When you receive a generous gift, you don’t usually turn around and sell it.
So why, then, would we want to make money from a website on which people are supposed to donate their time to solve development problems? Such an approach, one might argue, is bound to fail because volunteers would feel taken advantage of. This “smacks of cynical exploitation and a values clash”, was an initial reaction of one of my Economist colleagues.
You can be sure that we have had more than one heated debate about this question. Initially, we wanted Lughenjo to be not-for-profit, with revenues to finance the programme coming from The Economist Group as well as long-term sponsors and grants.
Yet this would have been an all too easy way out, not very innovative – and would likely have led us into a dead end. A business model mainly based on the financial support of others has serious drawbacks that would limit Lughenjo’s growth and sustainability. For starters, sponsors and grant givers may jump ship if their priorities and thinking change. At The Economist Group, for instance, many think that shareholder money should not be spent on charitable causes: if shareholders want to do good, they can do it themselves.
What is more, not-for-profits often don’t raise enough funds, and thus cannot fully achieve their mission. Witness the several interesting online volunteering sites such as OnlineVolunteering, run by the UN, and Nabuur, a Dutch site. Although they have pioneered international online volunteering, both have problems getting real traction.
Most importantly, by making its brand and readers available to the site, The Economist Group will be taking a considerable risk, which should be compensated. This will give the Group a strong interest in making Lughenjo a success – which, in turn, will help achieve the site’s mission.
We are not the only ones who have begun to rethink the divide between profit and social goal. There is a growing “social enterprise” movement. One of its leaders is Muhammad Yunus, who – along with the Grameen Bank he founded – won last year’s Nobel Peace Prize for their efforts to create economic and social benefit from below, notably by pioneering microcredits. He is now promoting another idea that he calls “social business enterprise”. This is an enterprise that has an overarching social goal, but is run like a business – which can include making a profit.
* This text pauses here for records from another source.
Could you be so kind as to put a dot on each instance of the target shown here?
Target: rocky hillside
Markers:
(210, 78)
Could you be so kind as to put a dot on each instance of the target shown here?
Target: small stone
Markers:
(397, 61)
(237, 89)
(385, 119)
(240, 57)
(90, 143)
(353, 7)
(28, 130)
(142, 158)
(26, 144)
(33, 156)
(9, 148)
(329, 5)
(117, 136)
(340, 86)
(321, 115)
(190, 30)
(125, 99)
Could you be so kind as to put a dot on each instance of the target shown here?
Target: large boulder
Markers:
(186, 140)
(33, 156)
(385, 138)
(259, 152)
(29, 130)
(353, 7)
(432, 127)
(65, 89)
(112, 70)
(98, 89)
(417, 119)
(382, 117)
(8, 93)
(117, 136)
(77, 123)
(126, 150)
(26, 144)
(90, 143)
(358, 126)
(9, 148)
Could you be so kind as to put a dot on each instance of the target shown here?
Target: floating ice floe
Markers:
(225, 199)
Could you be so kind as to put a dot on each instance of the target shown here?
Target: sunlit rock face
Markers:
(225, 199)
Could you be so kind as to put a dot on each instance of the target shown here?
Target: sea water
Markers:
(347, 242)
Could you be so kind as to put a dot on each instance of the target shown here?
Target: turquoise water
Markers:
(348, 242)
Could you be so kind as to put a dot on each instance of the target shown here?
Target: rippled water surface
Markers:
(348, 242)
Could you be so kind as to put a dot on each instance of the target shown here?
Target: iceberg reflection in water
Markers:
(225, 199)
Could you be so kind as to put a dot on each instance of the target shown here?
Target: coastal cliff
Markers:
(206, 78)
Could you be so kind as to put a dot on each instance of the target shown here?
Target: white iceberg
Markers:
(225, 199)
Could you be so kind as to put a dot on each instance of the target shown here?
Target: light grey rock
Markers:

“Once a social entrepreneur operates at 100% or beyond the cost recovery point he has entered the business world with limitless possibilities”, Yunus writes in an article on Grameen Bank’s website. “This is a moment worth celebrating. He has over-come the gravitational force of financial dependence and now is ready for space flight! This is the critical moment of significant institutional transformation. He has moved from the world of philanthropy to the world of business.”
Grameen Bank itself is the best example so far. Although it lends small sums of money mostly to poor women, it is a for-profit company. In 2006, in made a profit of $20m (which was transferred to a local not-for-profit created to cope with disaster situations – to exempt Grameen Bank from paying corporate income tax). Recently, Yunus launched another social enterprise – a yogurt factory. Built by the French food company Danone, it produces fortified yogurt at an affordable price. Profits will be reinvested, with Danone getting back its initial cost of capital. If the setup is a success, the new company intends to build dozens of such factories.
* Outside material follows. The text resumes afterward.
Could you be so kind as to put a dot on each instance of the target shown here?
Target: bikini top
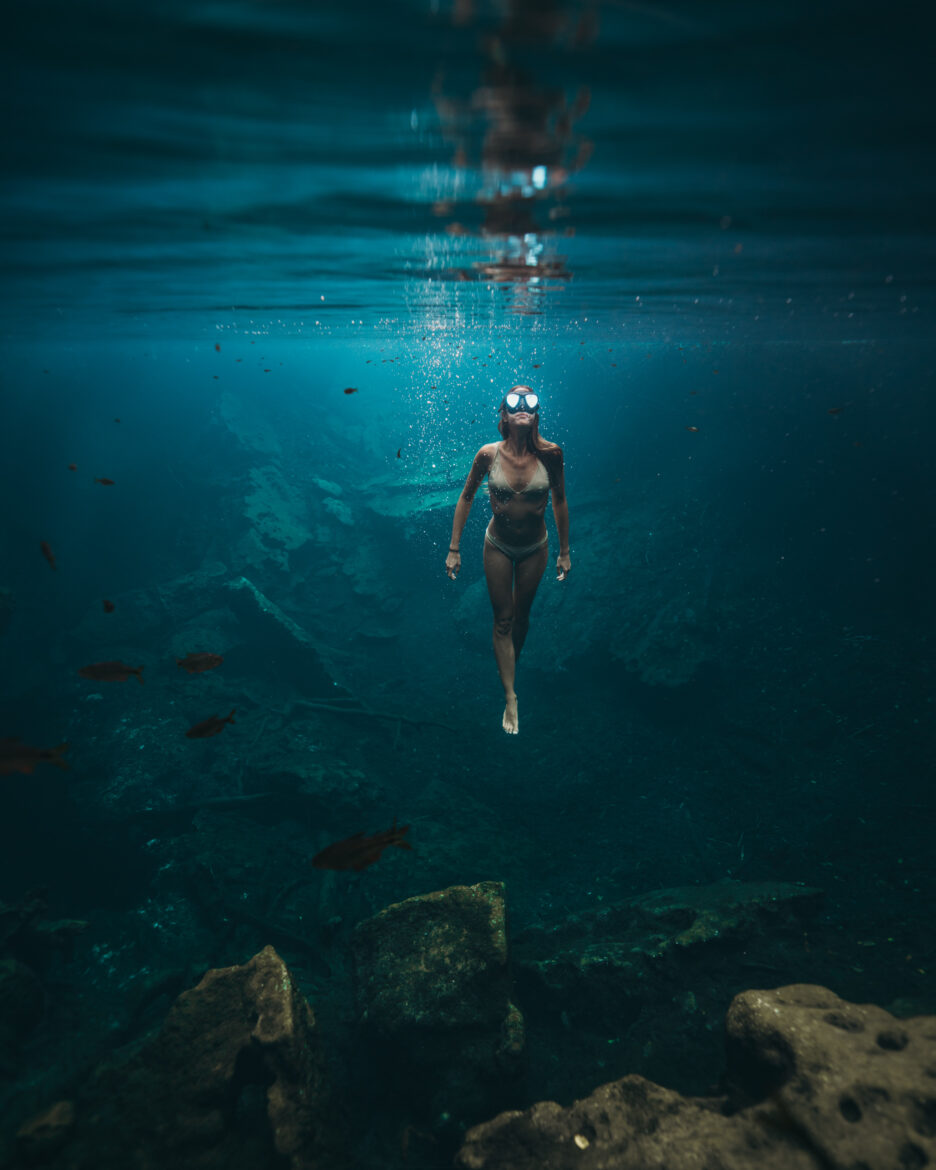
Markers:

On the other side of the political spectrum, Eric Posner, a law professor at the University of Chicago Law School and son of the prominent federal appellate judge Richard Posner, has recently co-published a paper making the case for “for-profit charities”. If there currently are hardly any, he argues, it’s because tax benefits are linked to not-for-profits.
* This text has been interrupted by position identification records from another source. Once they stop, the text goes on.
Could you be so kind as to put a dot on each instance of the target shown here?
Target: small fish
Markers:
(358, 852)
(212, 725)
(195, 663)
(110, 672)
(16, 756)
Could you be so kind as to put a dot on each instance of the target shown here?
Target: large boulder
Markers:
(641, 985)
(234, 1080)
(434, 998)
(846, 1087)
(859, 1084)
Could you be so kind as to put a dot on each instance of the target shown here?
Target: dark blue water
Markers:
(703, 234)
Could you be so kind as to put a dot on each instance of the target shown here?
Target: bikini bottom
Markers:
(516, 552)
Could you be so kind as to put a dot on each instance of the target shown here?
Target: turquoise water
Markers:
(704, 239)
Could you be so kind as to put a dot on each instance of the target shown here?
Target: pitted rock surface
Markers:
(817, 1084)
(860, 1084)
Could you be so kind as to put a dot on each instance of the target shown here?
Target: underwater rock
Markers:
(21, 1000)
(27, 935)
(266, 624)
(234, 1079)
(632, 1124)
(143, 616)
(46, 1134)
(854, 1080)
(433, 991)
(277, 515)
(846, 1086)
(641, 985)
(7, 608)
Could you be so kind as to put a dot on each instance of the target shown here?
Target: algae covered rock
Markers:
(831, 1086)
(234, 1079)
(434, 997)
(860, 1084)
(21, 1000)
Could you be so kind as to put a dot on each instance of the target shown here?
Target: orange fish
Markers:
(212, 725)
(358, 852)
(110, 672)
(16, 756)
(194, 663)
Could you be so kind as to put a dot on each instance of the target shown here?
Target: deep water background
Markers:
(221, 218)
The internet has already given birth to a number of pro bono/for-profit hybrids, notably open-source software communities, such as the one that gave birth to Linux, the computer operating system. It is developed by volunteers across the world, but it is accepted that for-profit companies make money off it by selling services and other add-on products as long as they also contribute to the community and “don’t do evil”, to quote Google’s corporate mantra. (By the way: , the online giant’s philanthropic arm, is a “for-profit charity” because this gives it more flexibility.)
In digital philanthropy (meaning websites that allow people to make donations, be they money or time), too, one can also find a few hybrids. GlobalGiving, for instance, a sort of eBay for international philanthropy, that matches donors to projects in developing countries, cooperates with a for-profit partner, which also pays the CEO’s salary. JustGiving, a UK-based private company that enables charities to raise money online, take a slice of the tax refund. And if discussions on SocialEdge, a website for social entrepreneurs, is any guide, there is much interest among charities and NGOs in going “hybrid”.
It is easy to dismiss these efforts as vain attempts to mix oil with water. And admittedly, with Lughenjo, we’re pushing the idea further, by not reinvesting the profit. But we strongly believe that all these examples are just the beginning of a larger trend that will spawn many hybrid organisations that will both do good AND make money. Just as the internet has enabled new business models in the for-profit space, it can do so for charitable organisations. And we hope that Lughenjo will become one of the foremost examples.